UN council to meet with Kenya about violence cases

UNITED NATIONS (Reuters) – The U.N. Security Council will meet next week to discuss Kenya’s request to postpone International Criminal Court cases related to Kenyan post-election violence, China’s U.N. envoy said on Friday.

But Security Council diplomats said it was unlikely the 15-nation body would agree to a deferral of the ICC process.

In December, ICC chief prosecutor Luis Moreno-Ocampo named senior politicians and a former police chief among six people suspected of orchestrating violence that followed the disputed 2007 presidential election. All six were summoned on Tuesday to appear before the ICC on April 7 for an initial appearance.

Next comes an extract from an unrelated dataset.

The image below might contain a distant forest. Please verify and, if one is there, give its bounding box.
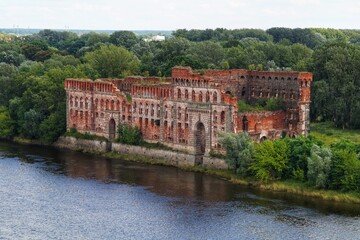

Chinese Ambassador Li Baodong, president of the Security Council this month, said Kenya had asked for a meeting to discuss the ICC cases. The council has agreed to meet informally with the Kenyans, he said.

“The council … decided to have an interactive dialogue next Wednesday afternoon,” Li told reporters. “The Kenyan side and also a representative of the AU (African Union) will participate in the consultations.”

President Mwai Kibaki plans to ask the council to defer the trials for a year and then have the cases heard in Nairobi, a plan backed by the African Union but opposed by Prime Minister Raila Odinga, who wants ICC trials.

Diplomats on the council, however, said Kenya had little support for a move to halt the ICC process.

“We’re happy to meet with the Kenyans and discuss it with them,” a Western diplomat said. “But I don’t know of a single council member who actively supports the idea of a deferral.”

The United States, Britain, France — all permanent veto-wielding council members — are among those that oppose deferring the proceedings, envoys said.

The Security Council cannot halt ICC proceedings though it has the power to suspend them for up to 12 months. It would be up to The Hague-based ICC, not the Security Council, to decide whether Kenya would be able to credibly prosecute those suspected of being behind the clashes.

More than 1,220 people died and 350,000 were displaced in the violence, severely denting Kenya’s reputation for stability in a turbulent region.

In the peace deal that Kibaki and Odinga signed to end the fighting, they agreed that perpetrators of the violence would face justice. A commission of inquiry was formed to investigate the violence and recommended those behind it should be tried in Kenya or The Hague.

Kenyan lawmakers blocked moves to set up a local tribunal to try the suspects. The matter was referred to the ICC, which gave Kenya time to set up a tribunal but took up the cases when the country failed to do so.

Prominent among the six suspects are Finance Minister and Deputy Prime Minister Uhuru Kenyatta, son of Kenya’s founding father Jomo Kenyatta, and William Ruto, the Higher Education Minister who has been suspended to fight a corruption case.

The six suspects say they will obey the court summons.